From the data sheet, it looks like the EARX drives are identical to the EARS drives except for the SATA interface (6 Gbps instead of 3 Gbps), so the results should be pretty much the same. Try this on a scratch disk:
# phybs -w -l 1024 /dev/ada1
Thank you
[root@timp ~/phybs]# ./phybs -w -l 1024 /dev/ada1
count size offset step msec tps kBps
131072 1024 0 4096 132845 986 986
131072 1024 512 4096 128295 1021 1021
65536 2048 0 8192 73596 890 1780
65536 2048 512 8192 67192 975 1950
65536 2048 1024 8192 67330 973 1946
32768 4096 0 16384 16911 1937 7750
32768 4096 512 16384 51732 633 2533
32768 4096 1024 16384 51460 636 2547
32768 4096 2048 16384 52040 629 2518
16384 8192 0 32768 11221 1460 11680
16384 8192 512 32768 48505 337 2702
16384 8192 1024 32768 50572 323 2591
16384 8192 2048 32768 49215 332 2663
16384 8192 4096 32768 11123 1472 11783
Just got a server back from service, and they had replaced the Seagate drives with 1.5TB WD Green Power drives.
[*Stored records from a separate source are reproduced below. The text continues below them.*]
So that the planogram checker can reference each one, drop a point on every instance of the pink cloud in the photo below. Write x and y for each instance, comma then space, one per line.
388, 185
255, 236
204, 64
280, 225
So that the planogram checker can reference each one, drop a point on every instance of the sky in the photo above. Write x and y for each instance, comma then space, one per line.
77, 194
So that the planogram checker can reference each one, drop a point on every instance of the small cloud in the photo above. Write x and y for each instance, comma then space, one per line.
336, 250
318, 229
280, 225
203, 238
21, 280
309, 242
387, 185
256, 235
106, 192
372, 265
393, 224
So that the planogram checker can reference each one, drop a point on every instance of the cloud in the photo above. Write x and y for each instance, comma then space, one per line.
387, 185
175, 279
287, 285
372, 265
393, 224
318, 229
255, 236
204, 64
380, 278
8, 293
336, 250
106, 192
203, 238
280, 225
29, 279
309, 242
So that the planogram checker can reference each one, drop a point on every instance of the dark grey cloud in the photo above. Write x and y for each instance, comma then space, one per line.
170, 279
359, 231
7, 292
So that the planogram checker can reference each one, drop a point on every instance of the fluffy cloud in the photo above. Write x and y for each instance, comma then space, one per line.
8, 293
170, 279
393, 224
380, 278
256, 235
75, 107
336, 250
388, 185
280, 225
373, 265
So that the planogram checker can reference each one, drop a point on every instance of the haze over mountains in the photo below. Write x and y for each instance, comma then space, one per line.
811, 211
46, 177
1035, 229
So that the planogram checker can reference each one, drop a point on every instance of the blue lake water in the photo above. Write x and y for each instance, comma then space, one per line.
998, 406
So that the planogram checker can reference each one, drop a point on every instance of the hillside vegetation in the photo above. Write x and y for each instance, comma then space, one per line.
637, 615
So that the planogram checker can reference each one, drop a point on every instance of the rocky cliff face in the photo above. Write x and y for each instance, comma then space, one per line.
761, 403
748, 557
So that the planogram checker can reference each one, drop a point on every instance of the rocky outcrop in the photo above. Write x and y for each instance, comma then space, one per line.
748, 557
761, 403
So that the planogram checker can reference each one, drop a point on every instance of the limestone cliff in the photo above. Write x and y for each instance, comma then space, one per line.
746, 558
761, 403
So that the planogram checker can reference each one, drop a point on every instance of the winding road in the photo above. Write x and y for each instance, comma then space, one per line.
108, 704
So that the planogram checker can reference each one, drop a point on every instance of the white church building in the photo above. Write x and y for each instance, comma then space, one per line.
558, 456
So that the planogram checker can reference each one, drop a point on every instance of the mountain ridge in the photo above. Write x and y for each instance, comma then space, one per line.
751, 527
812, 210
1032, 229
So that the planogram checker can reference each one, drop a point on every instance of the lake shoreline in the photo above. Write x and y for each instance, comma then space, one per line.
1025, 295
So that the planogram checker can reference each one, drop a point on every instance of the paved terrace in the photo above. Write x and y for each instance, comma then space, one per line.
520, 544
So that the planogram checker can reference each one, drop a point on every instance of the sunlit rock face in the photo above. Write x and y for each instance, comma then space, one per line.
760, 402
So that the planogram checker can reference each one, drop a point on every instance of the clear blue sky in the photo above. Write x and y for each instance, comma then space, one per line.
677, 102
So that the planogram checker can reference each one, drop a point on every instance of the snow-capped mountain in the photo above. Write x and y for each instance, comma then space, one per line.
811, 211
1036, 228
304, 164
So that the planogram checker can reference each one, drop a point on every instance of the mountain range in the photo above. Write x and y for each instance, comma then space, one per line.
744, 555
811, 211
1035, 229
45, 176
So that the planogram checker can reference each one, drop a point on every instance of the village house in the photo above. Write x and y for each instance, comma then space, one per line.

root#nfs1004 [/local/src/phybs] dmesg | grep da0
da0 at mpt0 bus 0 scbus0 target 0 lun 0
da0: Fixed Direct Access SCSI-5 device
da0: 300.000MB/s transfers
da0: Command Queueing enabled
da0: 1430799MB (2930277168 512 byte sectors: 255H 63S/T 182401C)
root#nfs1004 [/local/src/phybs] ./phybs -rw /dev/da0
count size offset step msec tps kBps
262144 512 0 2048 546207 479 239
131072 1024 0 4096 450918 290 290
131072 1024 512 4096 416217 314 314
65536 2048 0 8192 378569 173 346
65536 2048 512 8192 327592 200 400
65536 2048 1024 8192 338574 193 387
32768 4096 0 16384 229636 142 570
32768 4096 512 16384 276989 118 473
32768 4096 1024 16384 257056 127 509
32768 4096 2048 16384 260296 125 503
Am I right in concluding that I should create 4k-aligned devices for these before creating a zpool?
Cheers
No, you should send the disks back and ask for WD Caviar Blacks or Samsung Spinpoint F4s (not F4EG) instead.
Seriously, I cannot overemphasize how crappy these drives are. Feel free to refer them to me if they object.
Thanks, I’ll return the disks and swap them for WD Caviar Blacks now. (The supplier agreed fully that those WD GP disks were unsuitable for ZFS, and couldn’t quite understand why they had sent us those when they were aware that they would be used with ZFS.)